- Original Movie Poster
- Genre: Drama
- Based on: Still Life 1936 play by Noël Coward
- Written by: John Bowen
- Directed by: Alan Bridges
- Starring: Richard Burton Sophia Loren Jack Hedley Rosemary Leach
- Composer: Cyril Ornadel
- Countries of origin: United Kingdom Italy
- Original language: English

Production
- Executive producer: Duane Bogie
- Producers: Cecil Clarke Carlo Ponti
- Production locations: Winchester, Hampshire, England Shawford, Hampshire, England Brockenhurst Station, Brockenhurst, Hampshire, England New Forest, Hampshire, England City Centre, Winchester, Hampshire, England
- Cinematography: Arthur Ibbetson
- Editor: Peter Weatherley
- Running time: 100 minutes (UK)
- Production company: ITC Films

Original release
- Network: NBC
- Release: 12 November 1974

= Brief Encounter (1974 film) =

British television film

Brief Encounter is a 1974 British-Italian television film starring Richard Burton and Sophia Loren. It was adapted from the play Still Life by Noël Coward.

==Plot==
Two strangers, each married to another, meet at a railway station and find themselves in a brief but intense affair.

==Main cast==
- Richard Burton as Alec Harvey
- Sophia Loren as Anna Jesson
- Jack Hedley as Graham Jesson
- Rosemary Leach as Mrs Gaines
- Ann Firbank as Melanie Harvey
- John Le Mesurier as Stephen
- Patricia Franklin as Beryl Walters

==Production==
The screenplay was adapted from the play Still Life by Noël Coward.

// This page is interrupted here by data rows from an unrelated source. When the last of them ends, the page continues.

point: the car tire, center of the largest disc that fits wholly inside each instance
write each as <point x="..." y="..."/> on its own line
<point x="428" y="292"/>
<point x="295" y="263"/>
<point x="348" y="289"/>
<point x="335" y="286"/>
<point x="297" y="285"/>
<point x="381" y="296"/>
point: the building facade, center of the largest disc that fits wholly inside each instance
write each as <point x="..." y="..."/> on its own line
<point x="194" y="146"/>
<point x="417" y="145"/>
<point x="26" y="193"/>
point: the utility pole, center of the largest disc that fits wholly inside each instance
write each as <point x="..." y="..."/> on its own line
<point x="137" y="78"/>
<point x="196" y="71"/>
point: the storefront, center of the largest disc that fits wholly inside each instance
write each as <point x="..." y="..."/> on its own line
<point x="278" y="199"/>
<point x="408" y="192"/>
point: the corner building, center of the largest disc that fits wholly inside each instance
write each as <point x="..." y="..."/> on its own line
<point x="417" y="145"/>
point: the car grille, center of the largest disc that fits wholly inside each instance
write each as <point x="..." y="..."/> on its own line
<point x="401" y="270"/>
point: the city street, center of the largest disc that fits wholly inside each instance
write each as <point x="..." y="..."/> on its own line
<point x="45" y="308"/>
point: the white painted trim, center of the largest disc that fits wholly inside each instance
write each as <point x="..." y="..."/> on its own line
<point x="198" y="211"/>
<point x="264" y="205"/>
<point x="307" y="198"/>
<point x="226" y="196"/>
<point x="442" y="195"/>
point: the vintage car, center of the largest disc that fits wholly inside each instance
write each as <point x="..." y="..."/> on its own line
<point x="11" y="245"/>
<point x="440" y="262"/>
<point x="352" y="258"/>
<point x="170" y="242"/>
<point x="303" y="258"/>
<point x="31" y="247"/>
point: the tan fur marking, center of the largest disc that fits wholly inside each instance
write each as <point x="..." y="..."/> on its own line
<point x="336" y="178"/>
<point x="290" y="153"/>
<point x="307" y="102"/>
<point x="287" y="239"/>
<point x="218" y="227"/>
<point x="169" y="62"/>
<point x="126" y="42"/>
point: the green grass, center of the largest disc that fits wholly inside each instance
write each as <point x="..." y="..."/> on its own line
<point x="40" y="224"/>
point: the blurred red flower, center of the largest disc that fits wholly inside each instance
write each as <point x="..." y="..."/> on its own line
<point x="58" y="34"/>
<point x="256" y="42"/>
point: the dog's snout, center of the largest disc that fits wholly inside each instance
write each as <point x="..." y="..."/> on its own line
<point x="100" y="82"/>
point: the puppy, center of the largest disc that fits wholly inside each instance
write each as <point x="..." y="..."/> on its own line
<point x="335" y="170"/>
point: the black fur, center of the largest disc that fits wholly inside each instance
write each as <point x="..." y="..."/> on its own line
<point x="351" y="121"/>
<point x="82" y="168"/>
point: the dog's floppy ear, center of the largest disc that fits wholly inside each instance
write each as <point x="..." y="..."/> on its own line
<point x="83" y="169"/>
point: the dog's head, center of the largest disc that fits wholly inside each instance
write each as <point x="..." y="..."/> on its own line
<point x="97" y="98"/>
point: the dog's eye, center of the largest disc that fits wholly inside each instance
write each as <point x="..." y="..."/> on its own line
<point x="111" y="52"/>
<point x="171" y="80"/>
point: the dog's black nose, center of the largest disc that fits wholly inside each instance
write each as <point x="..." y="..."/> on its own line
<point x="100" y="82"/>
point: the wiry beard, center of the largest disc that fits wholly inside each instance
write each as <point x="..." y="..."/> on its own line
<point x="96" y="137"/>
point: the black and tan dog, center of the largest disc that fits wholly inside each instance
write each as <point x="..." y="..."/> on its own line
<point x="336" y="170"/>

This was also the basis for the David Lean's famous earlier film, Brief Encounter (1945).

==Release==
The film had its premiere on U.S. television on 12 November 1974 as part of the Hallmark Hall of Fame series on NBC.

==Reception==
The two lead roles were cast with "wild disregard for suitability," according to Brian McFarlane, who has described the film as "a total disaster." Originally intended to have a television screening in the United States followed by a cinema release in the rest of the world, its poor reception in New York led to the international plans being abandoned. Rank, who owned the theatrical rights in the UK, sold them to television. According to David Shipman, reviewing Burton's career in The Great Movie Stars, this remake was "widely viewed as a ludicrous undertaking."